Chacun s’assit alors sur une pierre et on procéda à l’interrogatoire de Joan, tout en surveillant avec soin ce qui se passait dans la plaine, qui était encore plongée dans une solitude complète, bien que les cris et les coups de feu continuassent à se faire entendre dans le défilé.

Nous ne rapporterons pas ce que Joan raconta à ses amis, nos lecteurs le savent déjà, mais nous prendrons son récit au moment où lui-même quitta la bataille.

– Lorsque je vis, dit-il, que l’homme prisonnier avait réussi à s’échapper, malgré les vaillants efforts de ceux qui l’escortaient, je pensai qu’il vous serait peut-être utile d’apprendre cette nouvelle, et me faisant à grand’peine jour au milieu des combattants, je me jetai dans la forêt et je me mis à votre recherche, le hasard vous a placés en face de moi, lorsque je désespérais presque de vous rencontrer.

– Comment ! s’écria don Tadeo avec stupeur, cet homme est parvenu à se sauver !

– Oui ! et vous ne tarderez pas, j’en suis sûr, à le voir dans la plaine.

– Vive Dieu ! s’écria énergiquement le jeune comte, si ce misérable passe à portée de mon fusil, je jure que je l’abattrai comme une bête puante.

– Oh ! fit don Tadeo, si cet homme est libre, tout est perdu !

Les cris redoublèrent, la fusillade éclata avec une force inouïe, et une masse d’Indiens déboucha en tumulte du défilé ; les uns courant éperdus dans toutes les directions, les autres cherchant à résister à des ennemis invisibles encore.

Les quatre hommes se placèrent le fusil en avant, sur le bord de la plate-forme.

Le nombre des fuyards croissait d’instants en instants.

La plaine, tout à l’heure si calme et si solitaire, offrait maintenant un spectacle des plus animés.

Les uns couraient comme s’ils étaient frappés de vertige, les autres se réunissaient par petites troupes et retournaient au combat.

De temps en temps on apercevait des hommes qui tombaient, beaucoup pour ne plus se relever ; d’autres, plus heureux, qui n’étaient que blessés, faisaient des efforts incroyables pour se relever et continuer à fuir.

Une troupe de cavaliers chiliens arriva au galop, refoulant devant elle les Araucans, résistant toujours.

En avant de cette troupe, un homme monté sur un cheval noir, sur le cou duquel était couchée une femme évanouie, courait avec la rapidité d’une flèche.

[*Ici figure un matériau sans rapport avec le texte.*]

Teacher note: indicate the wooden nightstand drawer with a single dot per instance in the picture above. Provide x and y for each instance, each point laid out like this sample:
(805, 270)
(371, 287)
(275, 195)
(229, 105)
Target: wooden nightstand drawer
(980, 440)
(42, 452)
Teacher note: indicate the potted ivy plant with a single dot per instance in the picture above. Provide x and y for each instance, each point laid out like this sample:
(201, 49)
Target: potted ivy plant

Il gagnait incessamment du terrain sur les soldats, qui renoncèrent enfin à une vaine poursuite et, rentrèrent dans le défilé.

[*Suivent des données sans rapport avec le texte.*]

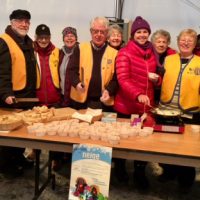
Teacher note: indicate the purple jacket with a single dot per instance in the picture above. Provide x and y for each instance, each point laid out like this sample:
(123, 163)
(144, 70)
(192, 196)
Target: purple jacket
(132, 67)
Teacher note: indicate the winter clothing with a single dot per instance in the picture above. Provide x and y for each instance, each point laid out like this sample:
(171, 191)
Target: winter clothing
(86, 61)
(17, 81)
(42, 29)
(140, 23)
(160, 69)
(189, 97)
(17, 63)
(65, 56)
(48, 60)
(20, 14)
(69, 30)
(132, 67)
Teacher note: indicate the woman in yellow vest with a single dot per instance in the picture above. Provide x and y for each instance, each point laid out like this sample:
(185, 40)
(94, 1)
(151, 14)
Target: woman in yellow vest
(181, 91)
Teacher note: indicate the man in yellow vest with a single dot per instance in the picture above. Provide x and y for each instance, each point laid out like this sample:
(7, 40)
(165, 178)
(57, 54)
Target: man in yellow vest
(92, 70)
(18, 75)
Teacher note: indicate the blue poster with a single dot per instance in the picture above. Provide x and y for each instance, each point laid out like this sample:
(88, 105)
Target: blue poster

– C’est lui ! c’est lui ! s’écria don Tadeo, c’est le général !

– Je le tiens au bout de mon fusil, répondit froidement le comte en lâchant la détente.

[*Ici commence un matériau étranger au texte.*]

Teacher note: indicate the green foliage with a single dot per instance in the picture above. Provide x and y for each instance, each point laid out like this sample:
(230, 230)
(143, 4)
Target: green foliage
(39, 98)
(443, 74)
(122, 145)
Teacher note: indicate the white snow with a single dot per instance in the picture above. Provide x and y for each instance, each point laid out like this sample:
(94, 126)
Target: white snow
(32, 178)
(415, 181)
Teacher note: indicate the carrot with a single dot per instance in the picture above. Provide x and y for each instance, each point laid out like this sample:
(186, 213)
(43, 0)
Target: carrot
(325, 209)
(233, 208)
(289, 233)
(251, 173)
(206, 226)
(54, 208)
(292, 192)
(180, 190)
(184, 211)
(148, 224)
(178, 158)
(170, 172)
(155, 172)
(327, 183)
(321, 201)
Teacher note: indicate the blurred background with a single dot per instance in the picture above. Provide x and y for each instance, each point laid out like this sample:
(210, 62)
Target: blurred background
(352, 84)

En même temps que lui, Curumilla tira ; les deux explosions se confondirent.

Le cheval s’arrêta court, il se dressa tout droit, battit l’air avec ses pieds de devant, parut chanceler un instant et s’abattit avec la rapidité de la foudre, en entraînant son cavalier dans sa chute.

– Est-il mort ? demanda don Tadeo avec anxiété.

– Je le crois ! répondit Louis.

– Une balle de plus ne peut pas nuire, observa judicieusement Joan, et il tira.

Les Indiens, frappés d’épouvante à cette attaque imprévue, redoublaient de vitesse et fuyaient dans la plaine comme une volée de corbeaux épouvantés, sans songer plus longtemps à combattre et ne cherchant plus qu’à mettre leur vie en sûreté.